Wednesday, 10 August 2011

Victorian gentlemen

Famous men in Norwich
At Old Buckenham WI’s meeting in late July the speaker was Barbara Miller from Norwich. The subject of her talk was "Three Victorian Gentleman and one other". The three gentlemen in question were Thomas Bignold, Jacob Henry Tillett and Jeremiah James Colman.
James Bignold, the founder of Norwich Union, ran an insurance business from a back room in a house in the Haymarket before moving on to premises in Surrey Street. He was Mayor of the City from 1843 to 1848 and was knighted in 1854.
Jacob Henry Tillett (1818-1892) was born into a non-conformist Norwich family. He became a solicitor in 1839 and was a Liberal Party politician. In 1845 he was one of the founder members of Norfolk News. When the paper was first published it consisted of four pages of local news. It came out on a Saturday and the concern was that people might read it on a Sunday! (The paper subsequently became the EDP as we know it today).
Jeremiah James Colman was of course the founder of the Colman Mustard empire. He was also a Mayor of Norwich and a Liberal MP. He was a great benefactor to the City of Norwich, giving money for the restoration of St Peter Mancroft and for the west front of Norwich Cathedral.

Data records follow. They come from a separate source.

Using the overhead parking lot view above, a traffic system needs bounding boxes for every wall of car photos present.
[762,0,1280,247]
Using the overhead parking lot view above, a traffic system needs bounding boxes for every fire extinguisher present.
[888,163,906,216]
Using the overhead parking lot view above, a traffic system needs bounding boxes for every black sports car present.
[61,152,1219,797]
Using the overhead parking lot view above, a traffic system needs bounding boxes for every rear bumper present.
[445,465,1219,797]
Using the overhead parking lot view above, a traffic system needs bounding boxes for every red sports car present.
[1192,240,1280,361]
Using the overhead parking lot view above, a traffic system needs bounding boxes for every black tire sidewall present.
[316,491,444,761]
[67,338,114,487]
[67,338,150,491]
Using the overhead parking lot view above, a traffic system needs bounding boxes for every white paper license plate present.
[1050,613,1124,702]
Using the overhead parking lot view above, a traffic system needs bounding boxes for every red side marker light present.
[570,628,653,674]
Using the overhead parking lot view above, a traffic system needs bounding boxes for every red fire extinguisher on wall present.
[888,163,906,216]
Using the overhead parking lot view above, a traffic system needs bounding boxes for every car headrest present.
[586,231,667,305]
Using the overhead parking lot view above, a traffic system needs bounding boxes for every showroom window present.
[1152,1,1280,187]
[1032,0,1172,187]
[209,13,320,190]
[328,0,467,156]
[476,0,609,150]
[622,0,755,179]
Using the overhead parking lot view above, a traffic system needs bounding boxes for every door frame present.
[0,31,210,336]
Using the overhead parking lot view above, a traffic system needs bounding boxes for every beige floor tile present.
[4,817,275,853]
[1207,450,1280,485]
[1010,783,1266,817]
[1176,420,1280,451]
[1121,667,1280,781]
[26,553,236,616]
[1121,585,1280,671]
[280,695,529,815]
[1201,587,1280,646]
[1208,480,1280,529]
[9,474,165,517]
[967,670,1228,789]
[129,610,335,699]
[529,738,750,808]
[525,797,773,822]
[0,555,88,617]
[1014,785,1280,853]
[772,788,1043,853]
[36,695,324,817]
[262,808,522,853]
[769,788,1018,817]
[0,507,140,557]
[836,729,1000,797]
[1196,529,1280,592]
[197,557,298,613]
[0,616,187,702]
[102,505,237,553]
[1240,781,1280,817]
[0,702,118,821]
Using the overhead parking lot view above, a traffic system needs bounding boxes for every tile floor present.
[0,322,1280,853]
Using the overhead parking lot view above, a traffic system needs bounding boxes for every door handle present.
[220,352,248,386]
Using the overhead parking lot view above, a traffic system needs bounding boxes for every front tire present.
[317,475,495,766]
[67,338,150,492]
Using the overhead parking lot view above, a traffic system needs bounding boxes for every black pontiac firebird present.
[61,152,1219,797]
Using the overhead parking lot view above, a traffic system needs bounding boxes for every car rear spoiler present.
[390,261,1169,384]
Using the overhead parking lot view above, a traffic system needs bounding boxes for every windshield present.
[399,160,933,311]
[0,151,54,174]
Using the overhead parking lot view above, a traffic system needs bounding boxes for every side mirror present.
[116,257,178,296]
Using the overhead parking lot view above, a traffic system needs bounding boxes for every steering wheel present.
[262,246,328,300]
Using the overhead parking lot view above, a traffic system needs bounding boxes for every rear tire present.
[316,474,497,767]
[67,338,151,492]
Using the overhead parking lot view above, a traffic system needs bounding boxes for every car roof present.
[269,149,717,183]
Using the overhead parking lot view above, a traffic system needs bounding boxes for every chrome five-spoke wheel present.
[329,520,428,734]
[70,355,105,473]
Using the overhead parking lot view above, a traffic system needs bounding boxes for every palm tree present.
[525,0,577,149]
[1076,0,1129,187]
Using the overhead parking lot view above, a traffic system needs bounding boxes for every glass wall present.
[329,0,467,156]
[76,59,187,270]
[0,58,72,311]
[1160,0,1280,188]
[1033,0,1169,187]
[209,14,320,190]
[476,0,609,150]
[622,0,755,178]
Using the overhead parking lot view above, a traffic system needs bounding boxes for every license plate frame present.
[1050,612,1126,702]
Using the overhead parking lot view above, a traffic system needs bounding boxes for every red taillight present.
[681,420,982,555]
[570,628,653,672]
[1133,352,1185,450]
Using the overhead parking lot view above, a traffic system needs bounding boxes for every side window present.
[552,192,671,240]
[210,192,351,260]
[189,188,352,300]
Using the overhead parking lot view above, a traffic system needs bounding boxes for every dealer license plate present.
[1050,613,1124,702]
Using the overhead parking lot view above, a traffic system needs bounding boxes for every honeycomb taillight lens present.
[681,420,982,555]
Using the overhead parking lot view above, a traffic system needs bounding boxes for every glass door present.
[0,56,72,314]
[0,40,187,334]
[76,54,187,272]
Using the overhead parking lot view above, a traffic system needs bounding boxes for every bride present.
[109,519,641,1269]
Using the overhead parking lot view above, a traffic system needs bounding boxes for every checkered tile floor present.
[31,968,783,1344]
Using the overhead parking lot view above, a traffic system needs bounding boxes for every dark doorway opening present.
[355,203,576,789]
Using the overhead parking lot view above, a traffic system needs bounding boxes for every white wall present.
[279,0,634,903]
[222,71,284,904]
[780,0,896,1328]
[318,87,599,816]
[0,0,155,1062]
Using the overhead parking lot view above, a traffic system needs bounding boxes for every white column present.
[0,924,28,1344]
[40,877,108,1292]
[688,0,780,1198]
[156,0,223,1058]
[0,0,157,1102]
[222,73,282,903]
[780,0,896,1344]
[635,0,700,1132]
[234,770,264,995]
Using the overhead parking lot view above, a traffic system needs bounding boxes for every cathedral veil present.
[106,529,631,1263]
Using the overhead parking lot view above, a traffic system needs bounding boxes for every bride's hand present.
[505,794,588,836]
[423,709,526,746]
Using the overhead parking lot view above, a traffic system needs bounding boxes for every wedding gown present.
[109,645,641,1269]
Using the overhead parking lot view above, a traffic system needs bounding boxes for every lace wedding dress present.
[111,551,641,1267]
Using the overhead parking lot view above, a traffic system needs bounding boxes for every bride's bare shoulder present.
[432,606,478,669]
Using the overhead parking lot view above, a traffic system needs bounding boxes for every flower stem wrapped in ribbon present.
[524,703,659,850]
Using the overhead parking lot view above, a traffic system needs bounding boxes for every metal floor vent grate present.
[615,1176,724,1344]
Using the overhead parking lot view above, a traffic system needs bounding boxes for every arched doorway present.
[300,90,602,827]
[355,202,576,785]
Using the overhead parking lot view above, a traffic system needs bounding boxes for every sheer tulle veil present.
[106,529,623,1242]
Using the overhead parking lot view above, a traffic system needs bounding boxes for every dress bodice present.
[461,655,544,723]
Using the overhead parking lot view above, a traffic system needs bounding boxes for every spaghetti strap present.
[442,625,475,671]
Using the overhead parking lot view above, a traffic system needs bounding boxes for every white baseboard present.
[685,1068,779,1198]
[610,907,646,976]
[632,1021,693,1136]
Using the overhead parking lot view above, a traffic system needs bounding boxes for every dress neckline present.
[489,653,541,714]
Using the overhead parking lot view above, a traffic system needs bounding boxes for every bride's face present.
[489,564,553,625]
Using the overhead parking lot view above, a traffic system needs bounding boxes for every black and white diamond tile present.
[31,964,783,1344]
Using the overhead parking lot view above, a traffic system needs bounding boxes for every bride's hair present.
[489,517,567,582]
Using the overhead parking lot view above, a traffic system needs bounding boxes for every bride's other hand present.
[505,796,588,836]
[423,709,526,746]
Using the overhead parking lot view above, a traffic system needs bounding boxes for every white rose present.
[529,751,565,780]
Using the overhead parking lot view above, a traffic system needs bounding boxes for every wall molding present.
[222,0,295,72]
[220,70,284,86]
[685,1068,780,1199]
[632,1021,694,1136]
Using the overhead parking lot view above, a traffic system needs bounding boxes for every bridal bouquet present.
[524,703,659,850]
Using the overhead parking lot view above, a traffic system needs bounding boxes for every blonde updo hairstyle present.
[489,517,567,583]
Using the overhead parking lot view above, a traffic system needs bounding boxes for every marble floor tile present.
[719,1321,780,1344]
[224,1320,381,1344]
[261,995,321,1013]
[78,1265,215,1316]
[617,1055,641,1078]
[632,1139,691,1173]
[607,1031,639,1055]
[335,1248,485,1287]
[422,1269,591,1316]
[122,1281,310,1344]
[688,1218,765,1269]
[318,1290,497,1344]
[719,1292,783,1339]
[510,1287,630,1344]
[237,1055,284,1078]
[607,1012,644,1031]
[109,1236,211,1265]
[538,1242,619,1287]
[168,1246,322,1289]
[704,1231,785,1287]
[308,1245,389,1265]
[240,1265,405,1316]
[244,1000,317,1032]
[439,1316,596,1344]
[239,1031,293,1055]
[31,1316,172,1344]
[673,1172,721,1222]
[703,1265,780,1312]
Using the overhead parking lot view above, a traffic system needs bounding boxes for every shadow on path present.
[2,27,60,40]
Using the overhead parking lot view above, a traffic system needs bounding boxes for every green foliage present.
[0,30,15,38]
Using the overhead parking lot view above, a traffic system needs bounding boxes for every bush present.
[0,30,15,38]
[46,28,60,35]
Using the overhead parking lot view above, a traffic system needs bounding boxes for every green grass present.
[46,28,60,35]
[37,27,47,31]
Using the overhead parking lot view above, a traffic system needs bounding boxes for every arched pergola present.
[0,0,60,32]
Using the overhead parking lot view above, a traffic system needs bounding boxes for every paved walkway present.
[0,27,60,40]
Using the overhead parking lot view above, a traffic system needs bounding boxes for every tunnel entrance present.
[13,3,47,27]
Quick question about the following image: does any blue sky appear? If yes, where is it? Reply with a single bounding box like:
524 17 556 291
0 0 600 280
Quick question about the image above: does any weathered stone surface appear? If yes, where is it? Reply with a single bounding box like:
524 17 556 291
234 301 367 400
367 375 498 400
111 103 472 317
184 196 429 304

The fourth Victoria gentleman was William Houghton Clabburn. He was a major industrialist of Norwich, being a partner in the company, Clabburn Son & Crisp, which manufactured the famous Norwich shawls. This gentleman was the most generous patron of Frederick Sandys, a pre-Raphelite painter (also born in Norwich). Clabburn and Sandys were friends as well as patron and artist. Clabburn owned 23 paintings, many of which were portraits of the three Victorian gentlemen described earlier.
After the break for refreshments, members were pleased to welcome a member from Diss WI who had represented them at the National Annual General Meeting held in Liverpool in June. She reported back that 21,000 new members had joined the WI during the last 12 months. Plans are well under way for the WI Centenary Year (1915) including a 15,000-member capacity at the O2 Arena in London. Speakers at the Liverpool meeting included Erwin James (Guardian columnist and former prison inmate), Dr Rita Gardner, the first woman Director of the Royal Geographical Society and Sir Steven Redgrave, who talked about his worldwide charity work as Fairtrade Ambassador. He applauded the WI for its role as one of the founders of the fairtrade movement in the UK. The meeting ended with the appearance of the national WI singing group, The Harmonies, who performed a medley of hits from their album.